Au final, PL9 ne fait qu’aggraver la situation car ce sont leurs libertés et leurs droits qui sont directement touchés. La “clause grand-père” ne garantit même pas la protection de celles en poste puisqu’elle est liée à la même fonction et au même employeur, ce qui contraint toutes ces femmes à l’immobilité professionnelle pour le reste de leurs carrières.

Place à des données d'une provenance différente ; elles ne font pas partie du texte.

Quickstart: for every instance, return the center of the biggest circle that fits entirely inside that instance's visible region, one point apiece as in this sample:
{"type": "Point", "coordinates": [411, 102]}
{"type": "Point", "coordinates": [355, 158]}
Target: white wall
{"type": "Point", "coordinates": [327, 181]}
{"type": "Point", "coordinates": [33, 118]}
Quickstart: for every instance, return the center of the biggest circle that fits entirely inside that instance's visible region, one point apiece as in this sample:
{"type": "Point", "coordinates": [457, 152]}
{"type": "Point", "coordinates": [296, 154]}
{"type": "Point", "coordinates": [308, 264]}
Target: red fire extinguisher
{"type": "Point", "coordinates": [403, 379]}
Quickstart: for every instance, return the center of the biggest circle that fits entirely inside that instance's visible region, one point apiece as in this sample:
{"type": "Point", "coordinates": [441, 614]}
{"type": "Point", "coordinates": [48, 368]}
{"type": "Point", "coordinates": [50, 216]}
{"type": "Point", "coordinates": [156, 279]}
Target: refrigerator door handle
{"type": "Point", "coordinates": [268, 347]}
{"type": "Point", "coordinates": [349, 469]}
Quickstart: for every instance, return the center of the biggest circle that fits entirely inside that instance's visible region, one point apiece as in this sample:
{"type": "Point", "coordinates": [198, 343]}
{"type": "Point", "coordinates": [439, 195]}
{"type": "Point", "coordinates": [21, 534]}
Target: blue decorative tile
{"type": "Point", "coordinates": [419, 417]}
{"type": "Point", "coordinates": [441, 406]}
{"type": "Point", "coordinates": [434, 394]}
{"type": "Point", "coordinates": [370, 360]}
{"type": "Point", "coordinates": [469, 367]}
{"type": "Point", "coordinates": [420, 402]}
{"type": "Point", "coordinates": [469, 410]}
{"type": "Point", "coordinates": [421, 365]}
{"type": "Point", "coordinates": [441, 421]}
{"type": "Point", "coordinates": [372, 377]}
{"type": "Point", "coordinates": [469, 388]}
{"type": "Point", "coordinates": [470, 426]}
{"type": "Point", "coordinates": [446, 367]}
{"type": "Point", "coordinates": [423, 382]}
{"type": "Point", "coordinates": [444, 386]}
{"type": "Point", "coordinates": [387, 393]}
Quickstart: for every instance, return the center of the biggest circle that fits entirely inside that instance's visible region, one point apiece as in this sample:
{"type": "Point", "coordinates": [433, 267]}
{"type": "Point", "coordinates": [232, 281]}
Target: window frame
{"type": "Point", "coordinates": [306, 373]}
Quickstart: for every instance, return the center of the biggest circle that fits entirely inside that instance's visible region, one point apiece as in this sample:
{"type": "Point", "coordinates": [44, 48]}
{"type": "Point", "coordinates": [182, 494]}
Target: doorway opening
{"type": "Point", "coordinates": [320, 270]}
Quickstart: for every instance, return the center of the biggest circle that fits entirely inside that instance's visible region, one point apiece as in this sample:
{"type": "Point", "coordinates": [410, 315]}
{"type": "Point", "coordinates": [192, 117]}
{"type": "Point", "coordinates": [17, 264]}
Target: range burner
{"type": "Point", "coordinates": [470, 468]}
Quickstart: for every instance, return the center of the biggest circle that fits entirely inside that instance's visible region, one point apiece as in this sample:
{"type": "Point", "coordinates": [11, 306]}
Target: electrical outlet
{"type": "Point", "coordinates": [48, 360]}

L’absence de perspectives d’emploi créent un sentiment de détresse, et peut les inciter à aller vers des agences privées de remplacement ou des garderies privées (plus dans les grands centres), mais dans de moins bonnes conditions de travail, organisées selon une logique qui privilégie le profit sur la protection des droits de travailleuses (instabilité dans le personnel et les horaires, application irrégulière de l’échelle salariale, absence d’accès à un régime de retraite et d’assurance collective, etc.).
Conclusion
Le projet de loi 9 met en œuvre des mécanismes d’invisibilisation qui portent atteinte au droit à l’éducation et au droit de travailler dignement des femmes musulmanes portant le hijab. En les ciblant, ces mécanismes font de la visibilité religieuse un critère de non-assimilation à un modèle national. Ce projet redéfinit les conditions d’accès à l’emploi et l’espace public pour des femmes déjà marginalisées, en particulier dans un secteur où elles sont très présentes, comme dans les CPE. Les mécanismes du PL9 alimentent la discrimination et créent une citoyenneté conditionnelle où ces femmes sont obligées d’effacer leur identité pour incarner les “valeurs québécoises”. Plus largement, la logique du projet de loi 9 montre une instrumentalisation de la laïcité et de l’égalité femmes-hommes qui présente les communautés immigrantes et musulmanes comme incompatibles avec un projet national, tout en servant les intérêts électoralistes du gouvernement.
Image d’en-tête : Markus Spiske
¹ Dans ce contexte, le mot “care” équivaut à “prendre soin”. Ces métiers soutiennent la vie du quotidien, reposent sur les liens humains, la réponse aux besoins des autres, et impliquent un engagement émotionnel. Ils incluent par exemple, le travail domestique, les services de garde à l’enfance, les aides à domicile, les soins infirmiers, etc. Il sont souvent féminisés, racialisés et sous-valorisés.
² Par issues de l’immigration on entend ici les personnes qui, malgré le fait qu’elles soient nées au Québec, continuent à être désignées comme “immigrantes de deuxième ou de troisième génération”.
³ Toute personne en contact avec les enfants, comme une cuisinière ou une stagiaire.
⁴ Loi favorisant le respect de la neutralité religieuse de l’État et visant notamment à encadrer les demandes d’accommodements pour un motif religieux dans certains organismes.
⁵ Fait référence aux organismes décrits dans l’Annexe I de la Loi sur la laïcité de l’État (Loi 21).
⁶ Sauf s’il fait partie intégrante du logo ou des armoiries de l’institution ou l’organisme.
⁷ Cette autorisation se fait au cas par cas, et doit passer par une résolution du conseil municipal. Elle doit remplir certaines conditions : il faut que la pratique soit de courte durée, sécuritaire, accessible à tout le monde et ne bloque pas l’accès « au domaine public » de la municipalité.
⁸ Entretien mené le 19/12/2025, FIPEQ-CSQ.
⁹ Par “race”, nous entendons une catégorie socialement construite, issue de processus de racialisation, et non d’une réalité biologique. Autrement dit, ce ne sont pas des “races” qui existent mais des rapports sociaux qui les produisent et les hiérarchisent.